We set off on a sunny Sunday morning in the pursuit of wildflowers. The unusual sunny weather we’ve been enjoying in Seattle had us itching for a glorious spring hike away from the slushy snow that still covers much of the Cascades. We decided to make the long drive east, over the Cascades and into the more arid part of our state. Looking at recent trip reports on the Washington Trails Association website, we saw that wildflowers were beginning to bloom on trails around Yakima. Bobby pulled out his 100 Classic Hikes in Washington guidebook and found the Yakima Skyline Rim hike.
A huge advantage to this hike is that the road takes you to above 3000 feet allowing you to enjoy spectacular views, without doing a lot of the work yourself. Being six months pregnant, this seemed incredibly appealing to me!
The guidebook does warn about the road leading to the trailhead, but things have definitely changed since the book was published in 1998. The book warns of a stream crossing along the road, which now has a bridge, and the road is in incredibly rough shape. It had potholes the size of cars, and the 7.1 mile trip along such a “road” was tiring in and of itself. Bobby did an exceptional job traversing the rough terrain and after more then 30 minutes we had reached the trailhead.
The sun was out in full force and the car temperature gauge read 48 degrees but a breeze put a bite into the air and we donned our jackets as we began the trek. This hike has potential for being a multi day backpacking trip, depending on how far you are interested in going. Our goal was to reach the high point of the trail, that was located at just over two miles in and to then turn around. The trail undulated along the ridge line and we were rewarded with sweeping views of the Stuart Range.
We also caught glimpses of Mount Rainier, Mount Adams, and Mount St Helens.
Wind farms dotted the horizon and the rural community of Ellensberg was laid out before us in the distance.
Upon reaching the summit of Wenas Peak we rested on a concrete slab. There was lots of debris from old structures and a ridiculous amount of litter and broken glass. We had been letting Latigo roam off leash because we were the only hikers there, but when we saw the rundown state of this particular area we quickly got him on leash so as to prevent any injuries to his paws. We laid in the sun, watching the clouds go by after having a snack of orange slices. The breeze up top was chilly and after some quick pics we were ready to head back to the car, that was oddly still visible from where we were.
We had been disappointed to see that we were a bit early for the wildflowers that are so keenly spoken of in the guidebook and trip reports but we were grateful for a day together in the sun and away from the crowds of the easier hikes located around Seattle. We took a slight detour on our way back and skirted around one small hill, and were greatly pleased to discover a few first wildflowers along the north slope.
We were soon back at the car and ready to brave the long, slow, and bumpy ride out of the recreation area and back to civilization.

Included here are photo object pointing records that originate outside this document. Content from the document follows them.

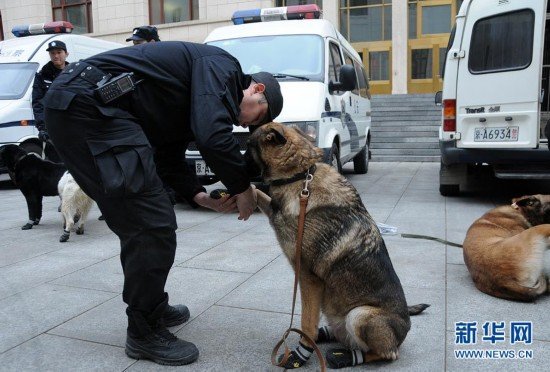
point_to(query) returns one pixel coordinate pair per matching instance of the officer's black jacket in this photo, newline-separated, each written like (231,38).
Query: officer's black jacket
(42,81)
(189,92)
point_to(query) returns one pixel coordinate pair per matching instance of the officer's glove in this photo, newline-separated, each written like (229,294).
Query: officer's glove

This trail is mixed use and we did encounter some dirt bikers. They were respectful and informed us how many were in their party. On the drive in we passed several depressing trash pits where people come to practice their shooting. We only wish that they would be more respectful of the land they are using and pick up after themselves. We saw evidence of many wildlife tracks in some sections of the trail that had softer soil but we didn’t see anything personally. We had been under the impression that this area is popular with birds, but again were disappointed and only saw one bird throughout the day on the trail. Overall, a bit of a disappointing hike, we are sure it would’ve been much more incredible had we gone a week or two later when the spring wildflowers were in full bloom but we still had some spectacular views!